When Nissan introduced the Murano as a 2003 model, the styling raised more than a few eyebrows. In 2008, Nissan embarked on a Quest to redesign the machine as a less visually “intriguing” CUV. They tried to thread to proverbial needle: keep the Murano instantly recognizable while updating every body panel and adding one of the most bizarre snouts available on any automobile at any price. As the pimply-faced high school geek cum dot-com billionaire proved, looks can be deceiving. Does the same hold true for the “It Came from Outer Space (or France)” Murano S?
Nissan sells the Muranos in three flavors. Our all wheel-drive tester was the base model S with the extra cost floor mats, splash guards and the “Convenience Group.” The package has nothing to do with built-in diaper disposals. It’s all about the privacy glass (Michael Phelps need apply), a security system, cargo cover and roof rails. If you want true convenience—Bluetooth, backup monitor, auto-dimming mirrors, power or heated seats, or navigation system—you have to ante up for the SL or LE trim levels.
The Murano S’ fuzzy cloth seats generate enough static electricity to power a Game Boy for two days, but they’re comfortable enough, in a Frasier’s dad’s chair kinda way. Wisely, Nissan chose not to stick a third row of seats in the wayback. Instead, you get generous passenger room and expandable cargo space, via levers on either side of the bay that fold the rear seatbacks. Medieval recreationists note: the Murano’s spring-loaded seats flip forward with a vengeance. The rest of us need to make sure that small children, pets and laptop computers are safely stowed in their proper position before pulling that little silver lever.
From the (manually adjustable) driver’s seat, the Murano S’ instrument panel is a study in contrasts.
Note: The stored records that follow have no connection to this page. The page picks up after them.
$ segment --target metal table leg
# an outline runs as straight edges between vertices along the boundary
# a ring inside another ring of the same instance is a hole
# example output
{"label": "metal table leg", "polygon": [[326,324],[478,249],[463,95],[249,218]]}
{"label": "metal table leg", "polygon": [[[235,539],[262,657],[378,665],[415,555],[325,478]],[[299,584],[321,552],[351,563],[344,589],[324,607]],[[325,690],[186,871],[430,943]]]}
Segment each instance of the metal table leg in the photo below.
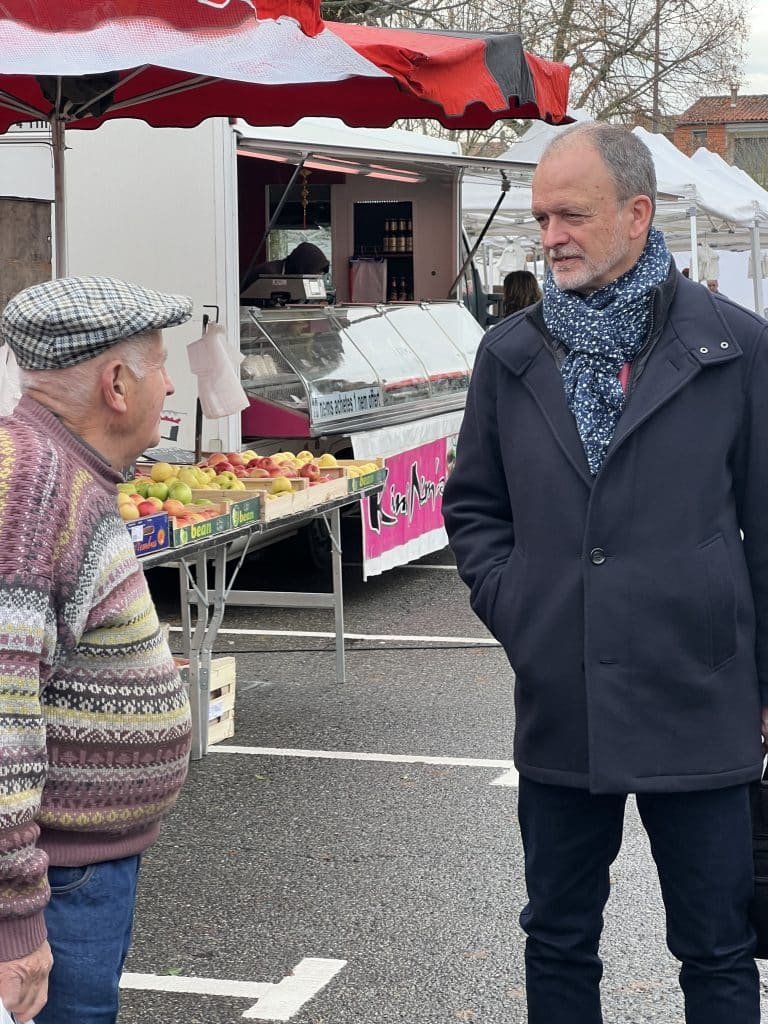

No matter where you position the tilting and telescoping steering wheel, Nissan’s ”Fine Vision electroluminescent gauges” are clearly, not to say indelibly, visible. On the other hand, the Murano’s radio and HVAC controls are scattered randomly up and down the center stack; the designers having deemed symmetry more important than ergomics. The IP’s capped with a seven inch monitor displaying the radio and temperature settings; a constant reminder that you were too cheap to spring for the nav system/backup camera.
Starting the Murano S offers drivers a direct link to 1942. Back then, you inserted the ignition key, turned it, then stepped on the floor-mounted starter button. In the Murano S, you insert the key fob into a spring-loaded slot in the dash making sure you insert it far enough so it doesn’t puke the key back onto the floor. Then you reach six inches to the left and press a button which starts the car (but only if you have your foot on the brake pedal). It’s an overwrought feature that, as my better half put it, screams “gimmick.”
Once you complete the starting sequence, Nissan’s excellent 3.5-liter VQ engine fires up, producing 265 hp @ 6,000 rpm. Its 248 lb·ft of torque comes on at a much more reasonable 4,400 rpm. It’s all funneled through what has to be the world’s best continuously-variable transmission. Unlike the CVTs from other manufacturers (*cough* Audi *cough*), there’s no “rubber band” effect; the Nissan unit always seems to know the proper gear ratio for a given situation.
The Murano excels at its remit: hauling four or five people and their stuff. On the highway, the S’ quiet ride and the comfortable seats make for relaxed travel. Power is more than adequate for passing. Equally important, the Murano S will cruise for hours with ease, eating up the miles at extralegal speeds.
When the road gets twisty there’s no confusing the Murano with an FX35. At all. On any level. When pushed, the Murano S pushes back. The “station-wagon-on-stilts” profile means the usual high center of gravity, with the usual tippy over but it won’t will it driving dynamics. The Murano S’ 18-inch all-season tires let you know they’re are as aversive to lateral Gs as the carvings on Stone Mountain. Although the CUV’s brakes are surprisingly powerful and modulatable (?), it’s best to slow down, enjoy the scenery and save your Juan Manuel Fangio aspirations for another day and another car.
In fact, you could say that the Murano is the Toyota Corolla of CUVs: notable for the fact that there’s nothing particularly notable about it, in both the good and bad sense of the word. But in a world where truck sales are notable by their absence, the absence of the Murano from the list of the walking dead is notable. In other words, the Nissan Murano is a good enough CUV for good enough moms and their 2.5 children. Sure, there are more exciting machines. But Murano drivers couldn’t care less. Who am I to argue the point?